Chinese President Xi Jinping (習近平) has been striving to “deepen the reform of national defense and the armed forces,” with the aim of boosting China’s military power and improving the status of military personnel.
Worried about the serious psychological and ideological challenges faced by the Chinese People’s Liberation Army (PLA), China has been using many approaches, including both the “hardware” and “software” aspects, to try to improve morale.
The first challenge is that China’s anti-corruption campaign has shaken the PLA at all levels. The prolonged struggle between military factions loyal to Xi and former Chinese president Jiang Zemin (江澤民) has seriously damaged the PLA’s image. The ousters for corruption of two vice chairmen of the Chinese Central Military Commission — Xu Caihou (徐才厚) and Guo Boxiong (郭伯雄) — were seen as a sign that Xi, as chairman of the commission, had completely succeeded in purging the military, but the toxic legacy of these cases remains.
The second problem is that the PLA is neither a people’s army nor a national one, but the army of a political party — the Chinese Communist Party (CCP).
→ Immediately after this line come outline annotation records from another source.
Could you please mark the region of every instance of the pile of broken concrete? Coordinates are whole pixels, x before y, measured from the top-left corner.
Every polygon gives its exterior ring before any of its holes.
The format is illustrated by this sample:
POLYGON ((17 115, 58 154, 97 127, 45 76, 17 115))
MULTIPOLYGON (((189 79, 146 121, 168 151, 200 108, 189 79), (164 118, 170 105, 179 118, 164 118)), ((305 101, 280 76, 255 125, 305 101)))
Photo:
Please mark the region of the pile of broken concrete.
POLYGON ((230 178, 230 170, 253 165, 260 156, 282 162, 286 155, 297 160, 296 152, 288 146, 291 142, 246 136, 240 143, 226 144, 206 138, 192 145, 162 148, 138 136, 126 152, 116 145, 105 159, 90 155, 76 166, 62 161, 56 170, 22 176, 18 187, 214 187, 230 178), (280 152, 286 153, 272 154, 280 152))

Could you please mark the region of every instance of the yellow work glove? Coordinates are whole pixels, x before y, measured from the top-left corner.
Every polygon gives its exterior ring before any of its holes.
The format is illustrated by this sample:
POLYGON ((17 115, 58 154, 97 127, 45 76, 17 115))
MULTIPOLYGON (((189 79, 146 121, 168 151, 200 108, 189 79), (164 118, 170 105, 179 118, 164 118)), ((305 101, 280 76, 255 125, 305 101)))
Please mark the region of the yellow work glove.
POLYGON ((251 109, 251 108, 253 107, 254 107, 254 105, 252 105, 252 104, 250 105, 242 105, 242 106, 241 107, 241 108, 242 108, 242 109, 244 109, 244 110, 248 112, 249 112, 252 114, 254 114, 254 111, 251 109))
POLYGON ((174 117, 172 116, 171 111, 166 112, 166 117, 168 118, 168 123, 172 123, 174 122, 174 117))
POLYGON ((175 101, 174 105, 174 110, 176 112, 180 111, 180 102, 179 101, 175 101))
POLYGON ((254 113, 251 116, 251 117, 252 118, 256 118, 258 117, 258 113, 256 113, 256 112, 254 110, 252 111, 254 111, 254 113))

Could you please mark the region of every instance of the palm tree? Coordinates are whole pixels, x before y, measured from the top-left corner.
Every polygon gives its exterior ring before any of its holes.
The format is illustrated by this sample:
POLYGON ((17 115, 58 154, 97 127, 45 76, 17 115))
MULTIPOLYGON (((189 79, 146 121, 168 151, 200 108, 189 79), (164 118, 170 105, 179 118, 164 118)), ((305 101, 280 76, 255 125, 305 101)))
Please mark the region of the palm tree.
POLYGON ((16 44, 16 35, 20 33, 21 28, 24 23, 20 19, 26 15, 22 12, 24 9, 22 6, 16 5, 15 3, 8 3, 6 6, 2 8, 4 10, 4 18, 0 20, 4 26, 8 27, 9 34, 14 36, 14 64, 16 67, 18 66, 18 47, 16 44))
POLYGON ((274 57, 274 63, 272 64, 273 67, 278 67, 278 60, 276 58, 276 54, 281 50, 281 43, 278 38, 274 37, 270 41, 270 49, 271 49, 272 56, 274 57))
Xi wants to reform and modernize the PLA to put it in line with international standards, but this goal is stymied by a system of party committees and groups within the PLA.
Being under the command of the CCP, rather than the government, the PLA is unrestrained by China’s constitution. To maintain its authoritarian rule, the CCP needs the army to help suppress counter-revolutionaries and eliminate dissidents.
The PLA can at any time become an instrument of repression by one party faction against another, as it did in the suppression of the 1989 Tiananmen Square democracy movement.
Third, Xi’s policy of cutting troop numbers by 300,000, which he announced in September 2015 at the commemoration of 70th anniversary of China’s victory against Japanese aggression, has greatly undermined military morale. There have been numerous protests and petitions by military veterans.
Last year, the Chinese Ministry of Veterans Affairs was established to resolve the issues behind these protests, but it has not been very effective. Some veterans who harbor grievances against the armed forces and society at large have even become involved in criminal activities, including some major criminal cases, and this in turn has caused public resentment against the PLA.
Meanwhile, some active-duty soldiers’ morale has suffered because they worry that they, too, will be discharged.
Fourth, the influence of democratic ideology has weakened the PLA’s core value of “obeying the party’s commands.”
China’s weakness lies in its failure to take heed of public opinion and issues of human rights.
Notably, the “709 crackdown,” which started on July 9, 2015, involved the arrests of countless human rights defenders. Nobel Peace Prize winner Liu Xiaobo (劉曉波), who was out of prison, but still under guard when he died of cancer in July 2017.
More recently, Uighurs in Xinjiang have been locked up in camps for ideological reform. Incidents such as these have been condemned by the international community.
Democracy in China is still in its infancy, but in the past few years the PLA has been influenced by Western democratic thought, including the 1989 democracy movement. A few senior officers have even spoken out in favor of a democratic system, saying that the CCP will perish if it cannot reform.
These emerging challenges are only the start of a long road to reform for Xi and the PLA.
Chang Ling-ling is a political instructor at National Defense University.